Commenting on the impact of the regional pilot, Anjan Dhar, Senior Lecturer in Gastroenterology, Consultant Gastroenterologist, County Durham, said:

“In Durham, we certainly felt the impact of the regional pilot campaign on endoscopy services. Although it was a challenge it wasn’t insurmountable. We worked with our GP partners to implement a temporary secondary care pathway and added extra endoscopy lists during weekends. This is a fantastic opportunity to make a real impact in improving survival rates for these cancers.”

Professor Kevin Fenton, National Director of Health and Wellbeing at Public Health England explains the importance of this awareness activity:

“The initial results of the regional pilot are starting to show the potential advantage of this Be Clear on Cancer oesophago-gastric campaign. Evaluation results to date show an increase in cancers diagnosed via the two-week wait referral route following a number of the Be Clear on Cancer campaigns. These campaigns give the potential for more diagnoses and better outcomes for cancer.”

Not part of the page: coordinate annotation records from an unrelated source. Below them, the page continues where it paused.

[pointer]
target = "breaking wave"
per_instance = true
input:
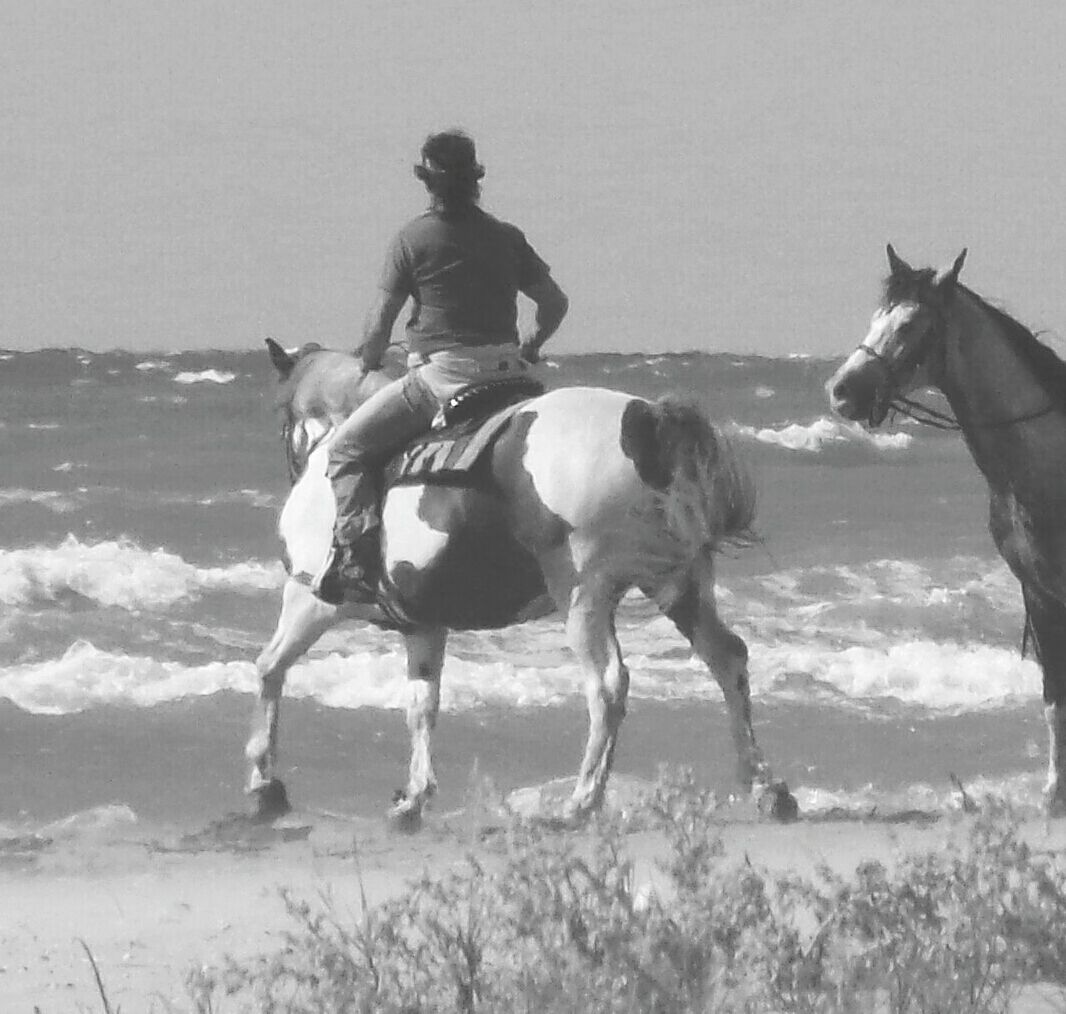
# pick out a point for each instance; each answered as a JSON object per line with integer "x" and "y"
{"x": 825, "y": 435}
{"x": 119, "y": 574}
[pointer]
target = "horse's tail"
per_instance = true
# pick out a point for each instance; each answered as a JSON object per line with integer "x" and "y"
{"x": 704, "y": 492}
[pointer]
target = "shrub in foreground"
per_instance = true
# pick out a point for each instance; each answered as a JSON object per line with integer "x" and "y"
{"x": 558, "y": 926}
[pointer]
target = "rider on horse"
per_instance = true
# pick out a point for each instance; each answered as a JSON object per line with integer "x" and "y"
{"x": 463, "y": 269}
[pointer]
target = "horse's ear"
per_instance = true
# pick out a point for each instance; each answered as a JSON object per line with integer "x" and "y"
{"x": 948, "y": 276}
{"x": 283, "y": 361}
{"x": 897, "y": 264}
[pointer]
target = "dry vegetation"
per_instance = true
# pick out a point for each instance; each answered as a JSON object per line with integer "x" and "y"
{"x": 554, "y": 924}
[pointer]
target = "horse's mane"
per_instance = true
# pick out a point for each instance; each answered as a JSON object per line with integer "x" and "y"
{"x": 1048, "y": 369}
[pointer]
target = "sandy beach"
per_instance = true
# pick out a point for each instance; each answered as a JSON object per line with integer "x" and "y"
{"x": 151, "y": 906}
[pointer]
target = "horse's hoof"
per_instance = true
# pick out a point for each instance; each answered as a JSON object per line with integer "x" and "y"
{"x": 777, "y": 803}
{"x": 272, "y": 802}
{"x": 405, "y": 820}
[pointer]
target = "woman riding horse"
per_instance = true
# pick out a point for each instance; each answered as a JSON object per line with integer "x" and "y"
{"x": 463, "y": 270}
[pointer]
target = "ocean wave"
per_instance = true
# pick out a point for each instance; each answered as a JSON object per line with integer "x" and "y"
{"x": 213, "y": 376}
{"x": 937, "y": 676}
{"x": 947, "y": 677}
{"x": 119, "y": 574}
{"x": 825, "y": 436}
{"x": 58, "y": 502}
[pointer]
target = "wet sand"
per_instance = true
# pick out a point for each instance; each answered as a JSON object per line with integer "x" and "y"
{"x": 151, "y": 908}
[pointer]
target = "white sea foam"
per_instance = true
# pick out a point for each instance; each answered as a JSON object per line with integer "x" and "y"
{"x": 119, "y": 574}
{"x": 213, "y": 376}
{"x": 58, "y": 502}
{"x": 825, "y": 435}
{"x": 943, "y": 677}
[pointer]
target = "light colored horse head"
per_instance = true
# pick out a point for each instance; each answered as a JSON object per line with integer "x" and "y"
{"x": 903, "y": 350}
{"x": 318, "y": 389}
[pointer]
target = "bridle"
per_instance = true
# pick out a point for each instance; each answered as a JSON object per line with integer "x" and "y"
{"x": 933, "y": 417}
{"x": 907, "y": 406}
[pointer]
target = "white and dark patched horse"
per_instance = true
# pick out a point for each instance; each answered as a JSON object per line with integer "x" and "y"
{"x": 566, "y": 501}
{"x": 1007, "y": 393}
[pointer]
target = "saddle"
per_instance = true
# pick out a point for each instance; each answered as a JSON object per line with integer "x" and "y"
{"x": 464, "y": 431}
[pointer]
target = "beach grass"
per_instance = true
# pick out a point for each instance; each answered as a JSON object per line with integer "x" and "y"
{"x": 549, "y": 921}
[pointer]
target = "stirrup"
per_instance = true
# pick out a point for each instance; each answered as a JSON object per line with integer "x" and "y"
{"x": 335, "y": 584}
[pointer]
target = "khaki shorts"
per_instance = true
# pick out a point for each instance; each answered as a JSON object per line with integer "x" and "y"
{"x": 446, "y": 372}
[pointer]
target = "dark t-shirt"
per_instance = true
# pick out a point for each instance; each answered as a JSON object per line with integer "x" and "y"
{"x": 464, "y": 272}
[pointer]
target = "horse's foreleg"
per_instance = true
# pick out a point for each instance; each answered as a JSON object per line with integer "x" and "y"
{"x": 1047, "y": 617}
{"x": 694, "y": 613}
{"x": 592, "y": 638}
{"x": 425, "y": 657}
{"x": 304, "y": 620}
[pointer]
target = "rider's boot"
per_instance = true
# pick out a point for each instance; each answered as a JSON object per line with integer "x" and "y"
{"x": 352, "y": 568}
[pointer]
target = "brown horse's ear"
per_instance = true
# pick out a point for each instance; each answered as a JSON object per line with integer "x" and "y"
{"x": 283, "y": 361}
{"x": 897, "y": 264}
{"x": 948, "y": 276}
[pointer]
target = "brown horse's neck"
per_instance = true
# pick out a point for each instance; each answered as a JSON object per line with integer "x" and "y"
{"x": 1001, "y": 404}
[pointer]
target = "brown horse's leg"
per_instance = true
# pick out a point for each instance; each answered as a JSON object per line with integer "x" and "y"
{"x": 304, "y": 620}
{"x": 591, "y": 633}
{"x": 694, "y": 612}
{"x": 425, "y": 658}
{"x": 1047, "y": 618}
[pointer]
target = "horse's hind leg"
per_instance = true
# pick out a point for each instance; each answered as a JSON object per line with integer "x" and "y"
{"x": 304, "y": 620}
{"x": 591, "y": 633}
{"x": 694, "y": 612}
{"x": 425, "y": 658}
{"x": 1047, "y": 621}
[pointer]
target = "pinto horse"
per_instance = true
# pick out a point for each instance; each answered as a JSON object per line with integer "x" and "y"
{"x": 585, "y": 494}
{"x": 1007, "y": 393}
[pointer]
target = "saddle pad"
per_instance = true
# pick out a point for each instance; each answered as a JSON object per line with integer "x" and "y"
{"x": 451, "y": 454}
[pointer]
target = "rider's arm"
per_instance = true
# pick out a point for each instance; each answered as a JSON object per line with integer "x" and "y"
{"x": 377, "y": 327}
{"x": 551, "y": 307}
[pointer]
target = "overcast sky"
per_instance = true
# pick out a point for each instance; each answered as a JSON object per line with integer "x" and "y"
{"x": 704, "y": 175}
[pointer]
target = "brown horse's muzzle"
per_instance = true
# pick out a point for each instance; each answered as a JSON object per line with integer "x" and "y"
{"x": 859, "y": 391}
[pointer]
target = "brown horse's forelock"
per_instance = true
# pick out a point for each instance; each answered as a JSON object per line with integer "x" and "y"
{"x": 911, "y": 287}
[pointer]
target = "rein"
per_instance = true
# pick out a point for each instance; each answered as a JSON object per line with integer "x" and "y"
{"x": 933, "y": 417}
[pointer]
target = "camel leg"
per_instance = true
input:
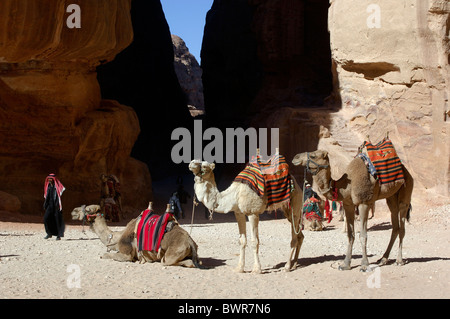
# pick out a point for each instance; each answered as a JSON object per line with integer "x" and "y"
{"x": 240, "y": 218}
{"x": 363, "y": 217}
{"x": 117, "y": 257}
{"x": 401, "y": 234}
{"x": 350, "y": 222}
{"x": 393, "y": 207}
{"x": 254, "y": 221}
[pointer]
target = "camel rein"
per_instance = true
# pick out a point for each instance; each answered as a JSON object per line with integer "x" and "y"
{"x": 316, "y": 169}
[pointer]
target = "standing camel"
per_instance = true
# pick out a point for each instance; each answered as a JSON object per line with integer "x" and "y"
{"x": 357, "y": 188}
{"x": 243, "y": 201}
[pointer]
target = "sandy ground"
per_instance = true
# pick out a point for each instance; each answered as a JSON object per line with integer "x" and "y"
{"x": 31, "y": 267}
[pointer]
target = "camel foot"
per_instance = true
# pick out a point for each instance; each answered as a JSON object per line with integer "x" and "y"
{"x": 239, "y": 270}
{"x": 344, "y": 267}
{"x": 365, "y": 268}
{"x": 256, "y": 270}
{"x": 383, "y": 261}
{"x": 400, "y": 263}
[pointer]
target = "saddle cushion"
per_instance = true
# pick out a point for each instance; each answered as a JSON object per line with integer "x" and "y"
{"x": 271, "y": 178}
{"x": 151, "y": 229}
{"x": 386, "y": 161}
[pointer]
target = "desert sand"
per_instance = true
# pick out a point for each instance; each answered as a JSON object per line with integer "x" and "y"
{"x": 31, "y": 267}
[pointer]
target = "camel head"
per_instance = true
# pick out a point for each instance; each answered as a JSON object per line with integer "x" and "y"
{"x": 207, "y": 169}
{"x": 195, "y": 166}
{"x": 313, "y": 161}
{"x": 88, "y": 212}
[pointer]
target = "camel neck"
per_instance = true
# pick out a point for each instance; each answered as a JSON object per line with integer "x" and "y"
{"x": 216, "y": 201}
{"x": 102, "y": 230}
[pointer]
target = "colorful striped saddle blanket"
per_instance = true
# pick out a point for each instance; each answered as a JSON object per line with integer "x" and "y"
{"x": 151, "y": 229}
{"x": 387, "y": 164}
{"x": 271, "y": 178}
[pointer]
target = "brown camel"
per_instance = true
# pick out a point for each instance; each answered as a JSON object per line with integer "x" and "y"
{"x": 243, "y": 201}
{"x": 357, "y": 188}
{"x": 177, "y": 247}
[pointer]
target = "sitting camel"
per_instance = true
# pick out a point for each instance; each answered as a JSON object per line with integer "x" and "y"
{"x": 243, "y": 201}
{"x": 357, "y": 188}
{"x": 177, "y": 247}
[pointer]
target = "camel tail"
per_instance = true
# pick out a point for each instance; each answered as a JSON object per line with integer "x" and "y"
{"x": 408, "y": 213}
{"x": 194, "y": 254}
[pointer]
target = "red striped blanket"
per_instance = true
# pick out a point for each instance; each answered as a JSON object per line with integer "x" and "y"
{"x": 386, "y": 161}
{"x": 271, "y": 178}
{"x": 150, "y": 230}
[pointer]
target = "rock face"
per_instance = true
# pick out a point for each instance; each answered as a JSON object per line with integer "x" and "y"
{"x": 189, "y": 75}
{"x": 142, "y": 76}
{"x": 392, "y": 74}
{"x": 261, "y": 55}
{"x": 52, "y": 116}
{"x": 375, "y": 67}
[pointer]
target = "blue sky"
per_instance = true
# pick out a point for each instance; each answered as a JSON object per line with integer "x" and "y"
{"x": 186, "y": 19}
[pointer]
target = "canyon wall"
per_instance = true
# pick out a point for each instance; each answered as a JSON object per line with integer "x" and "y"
{"x": 52, "y": 115}
{"x": 391, "y": 61}
{"x": 329, "y": 73}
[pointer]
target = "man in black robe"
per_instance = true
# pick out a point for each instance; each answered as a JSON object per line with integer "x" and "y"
{"x": 53, "y": 217}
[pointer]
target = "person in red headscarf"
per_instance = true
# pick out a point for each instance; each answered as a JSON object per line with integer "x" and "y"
{"x": 53, "y": 217}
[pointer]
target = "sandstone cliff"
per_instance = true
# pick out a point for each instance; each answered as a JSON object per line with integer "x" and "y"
{"x": 52, "y": 116}
{"x": 189, "y": 75}
{"x": 350, "y": 67}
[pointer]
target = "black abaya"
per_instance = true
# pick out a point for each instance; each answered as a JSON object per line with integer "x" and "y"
{"x": 53, "y": 218}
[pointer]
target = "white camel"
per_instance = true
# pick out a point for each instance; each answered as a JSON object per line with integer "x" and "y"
{"x": 243, "y": 201}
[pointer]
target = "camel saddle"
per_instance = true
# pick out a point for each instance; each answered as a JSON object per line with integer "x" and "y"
{"x": 151, "y": 229}
{"x": 384, "y": 158}
{"x": 269, "y": 177}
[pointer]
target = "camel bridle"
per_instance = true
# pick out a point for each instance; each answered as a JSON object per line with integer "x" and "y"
{"x": 313, "y": 171}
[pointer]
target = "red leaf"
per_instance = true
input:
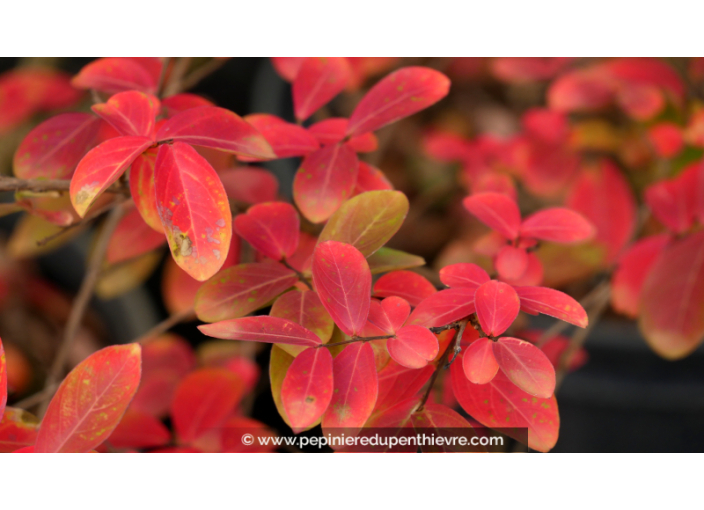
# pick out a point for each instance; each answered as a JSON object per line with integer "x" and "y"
{"x": 324, "y": 181}
{"x": 443, "y": 308}
{"x": 53, "y": 148}
{"x": 672, "y": 299}
{"x": 139, "y": 430}
{"x": 262, "y": 328}
{"x": 370, "y": 178}
{"x": 287, "y": 140}
{"x": 114, "y": 75}
{"x": 398, "y": 383}
{"x": 389, "y": 315}
{"x": 413, "y": 346}
{"x": 463, "y": 274}
{"x": 500, "y": 404}
{"x": 603, "y": 196}
{"x": 559, "y": 225}
{"x": 271, "y": 228}
{"x": 250, "y": 184}
{"x": 497, "y": 307}
{"x": 405, "y": 284}
{"x": 497, "y": 211}
{"x": 671, "y": 203}
{"x": 142, "y": 188}
{"x": 242, "y": 289}
{"x": 132, "y": 238}
{"x": 535, "y": 300}
{"x": 332, "y": 131}
{"x": 3, "y": 379}
{"x": 91, "y": 400}
{"x": 18, "y": 429}
{"x": 130, "y": 113}
{"x": 203, "y": 400}
{"x": 398, "y": 95}
{"x": 101, "y": 167}
{"x": 210, "y": 126}
{"x": 305, "y": 309}
{"x": 355, "y": 389}
{"x": 307, "y": 388}
{"x": 633, "y": 268}
{"x": 511, "y": 262}
{"x": 526, "y": 366}
{"x": 287, "y": 67}
{"x": 479, "y": 364}
{"x": 194, "y": 210}
{"x": 318, "y": 80}
{"x": 343, "y": 281}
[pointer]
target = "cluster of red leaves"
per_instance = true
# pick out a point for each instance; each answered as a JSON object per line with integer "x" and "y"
{"x": 553, "y": 157}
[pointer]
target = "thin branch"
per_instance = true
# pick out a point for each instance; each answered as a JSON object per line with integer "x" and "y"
{"x": 600, "y": 304}
{"x": 167, "y": 324}
{"x": 42, "y": 185}
{"x": 80, "y": 304}
{"x": 36, "y": 398}
{"x": 300, "y": 275}
{"x": 357, "y": 339}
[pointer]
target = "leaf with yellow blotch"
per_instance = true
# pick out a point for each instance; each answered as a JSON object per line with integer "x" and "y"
{"x": 91, "y": 400}
{"x": 367, "y": 221}
{"x": 194, "y": 210}
{"x": 242, "y": 289}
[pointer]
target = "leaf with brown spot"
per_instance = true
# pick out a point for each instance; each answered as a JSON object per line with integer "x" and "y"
{"x": 194, "y": 210}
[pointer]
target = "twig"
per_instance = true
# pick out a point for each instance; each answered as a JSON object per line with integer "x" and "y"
{"x": 80, "y": 304}
{"x": 80, "y": 223}
{"x": 166, "y": 325}
{"x": 357, "y": 339}
{"x": 41, "y": 185}
{"x": 36, "y": 398}
{"x": 300, "y": 275}
{"x": 441, "y": 364}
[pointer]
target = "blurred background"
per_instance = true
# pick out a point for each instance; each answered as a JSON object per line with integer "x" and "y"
{"x": 623, "y": 397}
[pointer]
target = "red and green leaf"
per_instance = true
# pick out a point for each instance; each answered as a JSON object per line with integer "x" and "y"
{"x": 217, "y": 128}
{"x": 398, "y": 95}
{"x": 53, "y": 149}
{"x": 131, "y": 113}
{"x": 413, "y": 346}
{"x": 324, "y": 181}
{"x": 559, "y": 225}
{"x": 91, "y": 400}
{"x": 479, "y": 364}
{"x": 355, "y": 389}
{"x": 497, "y": 306}
{"x": 526, "y": 366}
{"x": 101, "y": 167}
{"x": 497, "y": 211}
{"x": 343, "y": 281}
{"x": 535, "y": 300}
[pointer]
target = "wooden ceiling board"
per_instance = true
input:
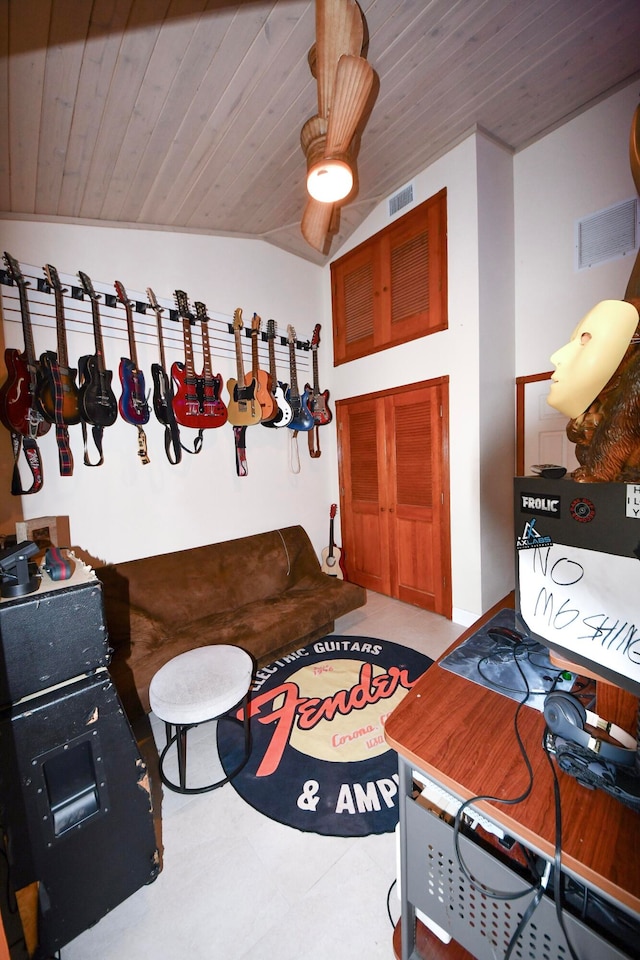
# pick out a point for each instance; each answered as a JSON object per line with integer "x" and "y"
{"x": 186, "y": 114}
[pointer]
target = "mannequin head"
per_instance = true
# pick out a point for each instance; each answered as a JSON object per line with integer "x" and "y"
{"x": 587, "y": 363}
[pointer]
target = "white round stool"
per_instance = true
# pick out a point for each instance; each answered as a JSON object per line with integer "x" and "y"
{"x": 196, "y": 687}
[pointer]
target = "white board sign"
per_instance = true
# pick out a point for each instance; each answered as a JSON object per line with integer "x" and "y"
{"x": 584, "y": 602}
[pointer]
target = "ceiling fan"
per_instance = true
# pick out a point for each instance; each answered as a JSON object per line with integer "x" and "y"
{"x": 329, "y": 139}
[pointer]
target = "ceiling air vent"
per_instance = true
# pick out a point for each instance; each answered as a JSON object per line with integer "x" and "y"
{"x": 401, "y": 199}
{"x": 607, "y": 234}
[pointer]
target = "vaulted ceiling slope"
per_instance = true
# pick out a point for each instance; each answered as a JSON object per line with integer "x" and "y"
{"x": 186, "y": 114}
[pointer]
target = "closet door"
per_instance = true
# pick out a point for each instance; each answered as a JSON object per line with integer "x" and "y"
{"x": 363, "y": 492}
{"x": 393, "y": 450}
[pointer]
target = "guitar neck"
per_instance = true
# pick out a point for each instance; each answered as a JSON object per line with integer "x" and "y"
{"x": 61, "y": 335}
{"x": 239, "y": 360}
{"x": 293, "y": 373}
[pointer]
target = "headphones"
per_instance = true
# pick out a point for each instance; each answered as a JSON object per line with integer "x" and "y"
{"x": 566, "y": 717}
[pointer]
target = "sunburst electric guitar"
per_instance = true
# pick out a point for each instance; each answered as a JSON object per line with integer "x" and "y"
{"x": 20, "y": 408}
{"x": 66, "y": 375}
{"x": 244, "y": 407}
{"x": 133, "y": 404}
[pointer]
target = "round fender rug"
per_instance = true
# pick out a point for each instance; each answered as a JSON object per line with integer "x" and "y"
{"x": 319, "y": 760}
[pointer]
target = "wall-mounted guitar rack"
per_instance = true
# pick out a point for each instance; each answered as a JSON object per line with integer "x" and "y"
{"x": 78, "y": 319}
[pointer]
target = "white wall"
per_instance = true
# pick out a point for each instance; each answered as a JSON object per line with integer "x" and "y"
{"x": 577, "y": 170}
{"x": 123, "y": 510}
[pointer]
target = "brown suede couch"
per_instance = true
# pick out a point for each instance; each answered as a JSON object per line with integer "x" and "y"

Sean Duffy, National Clinical Director for Cancer at NHS England said:

“Early diagnosis of cancer is absolutely critical to improving survival. Part of this is helping people understand what symptoms to look out for, which is why campaigns like this are so important. Patients with possible early signs and symptoms should visit their GP so where necessary they can be referred for tests, and treatment can start quickly. Early diagnosis is a key focus for us and will form part of the NHS’s new five year strategy for cancer, currently being developed by an independent taskforce.”

The campaign key messages will be promoted through television, radio, digital and out of home advertising, together with face to face events in venues such as shopping centres. Further information for healthcare professionals, including a video showing the experience of healthcare professionals involved in the regional pilot, will be available on the Cancer Research website.

Source

[*] Statistically significant

[†] Based on a relatively small number of cases

[‡] The region for the pilot has abnormally high activity at baseline levels compared to the rest of the country, even outside the campaign period

[1] Deaths data supplied by Public Health England’s West Midlands Knowledge and Intelligence Team based on Office for National Statistics data

[2] Survival is relative period survival supplied by Public Health England’s West Midlands Knowledge and Intelligence Team based on National Cancer Registration Service data. One-year relative survival is based upon staged 2003-2012 diagnoses and five-year relative survival is based upon staged 1999-2008 diagnoses

[3] TNS BMRB on behalf of Public Health England post-OG campaign survey of 300 adults aged over 50 interviewed face to face in the North East region, 12-25 March 2014. Significant uplift based on all who had seen any publicity recently about the symptoms of cancer

[4] Data from the National Cancer Waiting Times (CWT) Monitoring Dataset provided by NHS England and accessed via Public Health England’s Knowledge and Intelligence Team (East Midlands)

[5]Data supplied by Mayden, specialists in healthcare information technology, http://www.mayden.co.uk/

[6]All data from Diagnostics Monthly Waiting Times and Activity Reporting Data (DM01)

[7] Data supplied by individual NHS trusts who participated in the regional pilot (Northern England SCN area, Feb – Mar 2014)

[8] Hvid-Jensen F, Pedersen L, Drewes AM, Sørensen HT, Funch-Jensen P (2011) Incidence of adenocarcinoma among patients with Barrett’s esophagus. New England Journal of Medicine. 365, 1375-83 and Yousef F, Cardwell C, Cantwell MM, Galway K, Johnston BT, Murray L (2008) The incidence of esophageal cancer and high-grade dysplasia in Barrett’s esophagus: a systematic review and meta-analysis. American Journal of Epidemiology. 168, 237-49.